Siapapun boleh membelinya dan kemudian menjadi koleksi muda-mudi kampung.
Berpindah dari tangan ke tangan. Genrenya banyak. Ada yang silat, cinta, juga
misteri. Kalau sedang libur, buku ini habis dibaca seperempat hari bahkan lebih singkat lagi. Tetapi bagi gadis dan pemuda desa yang rata rata harus ke
kebun atau mengurus pekerjaan rumah tangga, mereka butuh waktu lebih panjang,
bisa beberapa hari untuk menyelesaikannya.
Sebagai
bacaan dewasa, peredaran buku ini di tangan penggemar terjadi dengan
sembunyi-sembunyi supaya jauh dari jangkauan anak-anak sekolahan yang belum
genap usia. Tetapi sama saja dengan sejumlah barang terlaranglainnya, masih
saja ada exemplar yang lolos ke tangan anak-anak tak berdosa. Hal inilah yang
memusingkan para pendidik.
Coba
bayangkan saja jadinya jika terbitan ini mengoleksi sejumlah penggemar dari
kalangan pelajar. Maka uang yang harusnya untuk belanja buku matematika malah
salah sasaran untuk beli roman picisan. Sekolah pun jadi ajang tukar menukar buku
antar sesama penggemar dan membuatnya makin populer. Pada gilirannya akan
terjadi penurunan prestasi pelajar. Apalagi dengan ekonomi kampung yang alakadarnya dimana orang tua
setengah mati banting tulang di ladang maupun di laut.
Larangan
membawa novel lantas jadi penyelamat bagi para pelajar ini.

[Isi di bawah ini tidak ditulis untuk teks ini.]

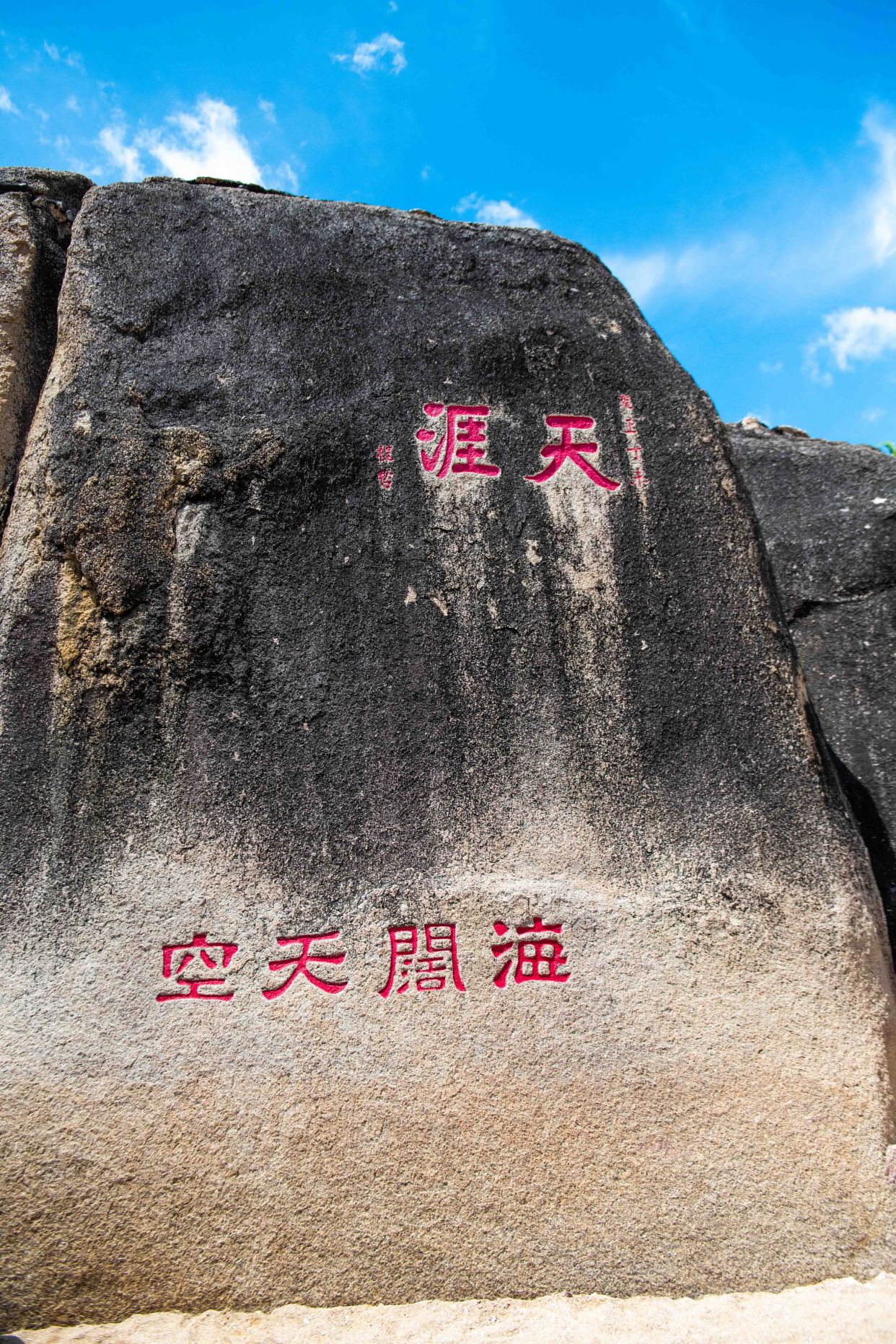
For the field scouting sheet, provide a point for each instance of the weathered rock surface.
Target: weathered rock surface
(827, 517)
(37, 211)
(263, 677)
(838, 1312)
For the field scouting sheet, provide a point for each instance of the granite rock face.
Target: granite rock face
(838, 1312)
(827, 517)
(37, 211)
(317, 640)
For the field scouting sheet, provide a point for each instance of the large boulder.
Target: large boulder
(422, 874)
(37, 211)
(827, 517)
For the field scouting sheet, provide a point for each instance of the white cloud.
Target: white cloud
(853, 333)
(801, 258)
(69, 58)
(370, 56)
(883, 201)
(123, 157)
(496, 213)
(206, 143)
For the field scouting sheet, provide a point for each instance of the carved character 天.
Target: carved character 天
(300, 964)
(571, 451)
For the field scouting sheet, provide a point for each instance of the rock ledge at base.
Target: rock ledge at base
(835, 1312)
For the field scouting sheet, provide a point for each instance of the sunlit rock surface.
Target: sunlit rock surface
(327, 631)
(838, 1312)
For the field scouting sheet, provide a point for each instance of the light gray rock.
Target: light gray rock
(254, 688)
(838, 1312)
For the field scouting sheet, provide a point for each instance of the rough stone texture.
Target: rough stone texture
(827, 517)
(838, 1312)
(37, 210)
(245, 691)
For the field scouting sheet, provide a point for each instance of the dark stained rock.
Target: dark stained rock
(827, 517)
(607, 1006)
(37, 211)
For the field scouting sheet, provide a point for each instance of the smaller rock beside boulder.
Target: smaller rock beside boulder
(827, 517)
(37, 211)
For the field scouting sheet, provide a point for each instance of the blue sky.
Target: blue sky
(734, 163)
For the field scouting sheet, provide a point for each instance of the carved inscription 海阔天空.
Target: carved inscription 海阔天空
(425, 959)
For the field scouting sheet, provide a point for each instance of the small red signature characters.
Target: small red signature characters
(464, 441)
(300, 964)
(430, 970)
(214, 956)
(537, 957)
(385, 457)
(633, 447)
(571, 451)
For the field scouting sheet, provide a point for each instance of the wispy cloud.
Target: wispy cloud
(799, 257)
(62, 54)
(495, 213)
(203, 143)
(698, 264)
(371, 56)
(853, 333)
(126, 157)
(880, 133)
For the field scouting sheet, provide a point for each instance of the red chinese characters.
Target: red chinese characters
(386, 475)
(429, 970)
(571, 451)
(633, 447)
(462, 442)
(300, 964)
(213, 956)
(539, 956)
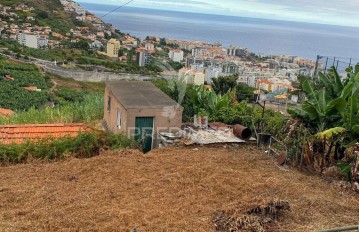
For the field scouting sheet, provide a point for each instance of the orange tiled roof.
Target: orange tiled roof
(21, 133)
(6, 112)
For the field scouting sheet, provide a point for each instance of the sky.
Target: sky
(334, 12)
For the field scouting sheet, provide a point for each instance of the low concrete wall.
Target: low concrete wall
(93, 76)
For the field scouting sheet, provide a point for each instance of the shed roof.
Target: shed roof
(139, 94)
(21, 133)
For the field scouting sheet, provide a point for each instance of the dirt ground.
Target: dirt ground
(170, 189)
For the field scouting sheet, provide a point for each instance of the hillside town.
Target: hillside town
(200, 61)
(104, 131)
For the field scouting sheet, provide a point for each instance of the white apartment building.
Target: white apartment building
(212, 72)
(32, 40)
(191, 77)
(176, 55)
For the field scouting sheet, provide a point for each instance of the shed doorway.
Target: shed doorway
(144, 132)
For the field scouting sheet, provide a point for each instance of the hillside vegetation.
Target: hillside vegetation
(47, 13)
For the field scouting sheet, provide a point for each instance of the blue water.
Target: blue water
(259, 35)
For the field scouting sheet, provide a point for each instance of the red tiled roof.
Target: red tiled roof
(6, 112)
(21, 133)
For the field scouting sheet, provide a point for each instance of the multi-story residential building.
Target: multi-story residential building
(211, 73)
(191, 76)
(176, 55)
(143, 58)
(113, 46)
(32, 40)
(150, 46)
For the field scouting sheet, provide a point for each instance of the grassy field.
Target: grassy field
(72, 101)
(167, 190)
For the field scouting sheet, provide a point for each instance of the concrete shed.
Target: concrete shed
(140, 110)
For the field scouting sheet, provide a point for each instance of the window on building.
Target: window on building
(119, 119)
(108, 103)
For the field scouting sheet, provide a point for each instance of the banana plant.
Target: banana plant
(208, 101)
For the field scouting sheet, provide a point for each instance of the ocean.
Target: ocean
(262, 36)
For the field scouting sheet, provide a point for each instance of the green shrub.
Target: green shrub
(85, 145)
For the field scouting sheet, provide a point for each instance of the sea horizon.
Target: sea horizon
(261, 36)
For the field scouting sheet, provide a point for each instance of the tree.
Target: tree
(223, 85)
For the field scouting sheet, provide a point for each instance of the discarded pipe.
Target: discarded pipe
(242, 132)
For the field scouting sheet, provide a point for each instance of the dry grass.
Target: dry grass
(168, 190)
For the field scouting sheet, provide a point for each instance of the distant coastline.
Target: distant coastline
(266, 37)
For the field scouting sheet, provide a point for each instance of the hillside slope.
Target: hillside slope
(168, 190)
(47, 13)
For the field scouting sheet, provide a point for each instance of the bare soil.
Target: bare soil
(170, 189)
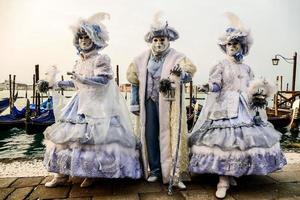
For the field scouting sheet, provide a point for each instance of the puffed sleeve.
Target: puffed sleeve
(102, 72)
(132, 75)
(189, 69)
(215, 77)
(103, 67)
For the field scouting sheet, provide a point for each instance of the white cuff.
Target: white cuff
(134, 108)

Dengan berlakunya larangan, celah peredaran menjadi tertutup. Tetapi larangan ini
membuat nama baik novel menjadi tercemar. Membekas kesan dalam benak anak didik
bahwa keberadaan novel adalah sesuatu yang buruk. Padahal di usia tersebut
seharusnya makin terbuka cakrawala mereka tentang dunia luar melalui
bacaan-bacaan sehat yang antara lain melalui cerita novel besutan para
sastrawan. Sebagai bagian dari apresiasi sastra, membaca novel adalah aktivitas
yang berdampak baik. Di negara-negara barat, pelajar diwajibkan membaca
sejumlah novel dan kemudian mengulasnya kembali dalam bentuk tulisan.
Kisah
petualangan semacam Robinson Crusoe karya Daniel Defoe adalah salah satu novel yang
bagus untuk dibaca. Kisah novel ini sangat cocok untuk disimak anak usia akhir
SD atau awal SMP karena mengajarkan keberanian dan kemandirian untuk bertahan
hidup di tempat dimana sumber daya alamnya minim. Saya sendiri kala SMP kelas
satu hanya membaca setengah sobekan bagian belakang buku ini. Saya baca itu berulangkali.
Dengan
membaca buku-buku novel, anak-anak usia sekolah menjadi gaul alias paham
suasana sebuah tempat atau lingkungan yang jauh di luar kampungnya. Akan sangat
sayang mengetahui bahwa wawasan pelajar tentang situasi umum hanya sebatas
wilayah kampungnya yang sempit. Ketika berbincang dengan teman baru mereka
jadinya tidak nyambung. Kelompok geng sekolahan pun hanya sebatas teman main
petak umpet sedari SD. Bukan geng karena kesamaan pernah terpukau dengan aksi
Robinson Crusoe yang tergambar dalam novelnya.
Tanpa
kebiasaan membaca, pengetahuan tentang hubungan-hubungan dalam masyarakat,
profesi, kebiasaan dari lingkungan lain pun menjadi sangat minim. Apalagi kalau
buku buku sekolah standard hanya berupa hafalan kering yang tidak mudah
dihayati jiwa remaja. Jadi, membaca novel adalah salah satu alternatif menambah
wawasan.
Nah, masih
yakin dengan larangan membawa novel?